Chris Skelly is a member of the facilitation team at this year’s SOIF Retreat, when policy-makers and practitioners come together to learn with us about how to use futures to improve outcomes. It’s held at Hartwell House, in the south of England. He meant to post daily, but the facilitator’s role is a demanding one. Here are his thoughts on Days 2 and 3.

Chris Skelly writes: Days 2 and 3 were long, hard days. I am finishing this blog on the morning of day 4.

Last night we had drinks in the library after the formal sessions finished listening to some words of wisdom from the former EU President José Manuel Barroso, followed by a fantastic dinner, music, and conversation… where does one find the time to write?

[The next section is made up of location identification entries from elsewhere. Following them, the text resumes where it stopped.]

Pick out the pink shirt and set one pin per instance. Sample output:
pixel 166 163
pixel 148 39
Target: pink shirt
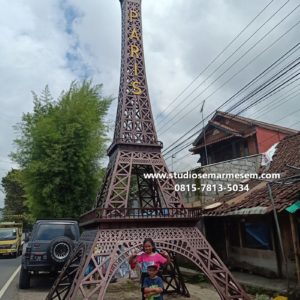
pixel 146 260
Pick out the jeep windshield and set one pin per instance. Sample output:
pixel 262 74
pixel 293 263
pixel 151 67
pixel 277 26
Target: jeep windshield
pixel 51 231
pixel 7 234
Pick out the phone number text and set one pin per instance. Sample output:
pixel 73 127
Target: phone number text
pixel 229 187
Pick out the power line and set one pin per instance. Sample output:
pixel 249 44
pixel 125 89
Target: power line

José Manuel Barroso reflects on politics, foresight and Weber in the library of Hartwell House

Too Long; Didn’t Read (TL;DR)

We covered the fundamental steps in developing a futures project involving horizon scanning, trend analysis, project scoping, identifying, ordering or framing the key drivers of change that are used to build a picture of possible futures through scenario development.

Not rocket science, but something you can only learn-by-doing. We’ve now all got a basic framework that we can use to learn about the future. There was a lot covered over the past two days, and more potential readings than I can handle this year.

It is starting to come together.

What we learned

Thinking like a futurist

Complexity is the primary intellectual challenge for everyone. Experts and leaders too. It is making the achievement of “long-term goals in a shifting pluralistic, ambitious and novel world” increasingly more challenging. My group at Public Health Dorset has invested significant resource in developing our Systems Thinking capability and this is definitely a required capability in foresighting (or strategic insights) work.

Where experts feel safe: The familiar, predictable, and known.

Where leaders add value: The unfamiliar, uncertain, unknown.

Quantitative modelling can be used to create ‘baseline projections’ that can feed into a foresighting exercise called ‘trend impact analysis’.

Forecast failures are common: OECD GDP one-year forecast 2008 to 2009 was wrong; oil price 3-monthly forecasts have been wrong in a number of situations of a falling price phases, because of the repeated use of models underpinned by the same ‘mental model’ — it is often difficult to change those mental models, so you tend to repeat your failures multiple times before you are forced to act. Solar energy production has been forecast many times, by many organisations and individuals — the range of predictions is huge. So what underlies these quantitative predictions must be examined.

Do not use quantitative models blindly.

Successful leadership and decision-making is required to shape the future. You want to shape the future, because this is the best way of getting to your desirable future, i.e. achieving your strategic vision.

This requires us to combine creative and analytical thinking.

It is not easy or natural for most of us.

A good way of thinking about foresight is that it is composed of 3 components:

  1. Trends — long rolling processes (think big waves as you swim to shore), ageing population, environmental degradation, climate heating, ageing infrastructure…
  2. Events/ideas ‘coming at us’ — cyber systems, big data, CRISPR technologies…
  3. Decisions we make — this defines our ‘degree of agency’, it is worth thinking explicitly about this (I never have).

Foresight tools

  • essential for strategic insights
  • providing space for discourse
  • bringing attention to ideas, trends, developments that are not in daily sight
  • However — this is mostly about a process, a journey, that you take clients from the ‘familiar’ to the ‘unfamiliar’ — moving them and you from comfortable zones of discussion to areas of discomfort.
Source: Kristel Van der Elst. Image: Chris Skelly.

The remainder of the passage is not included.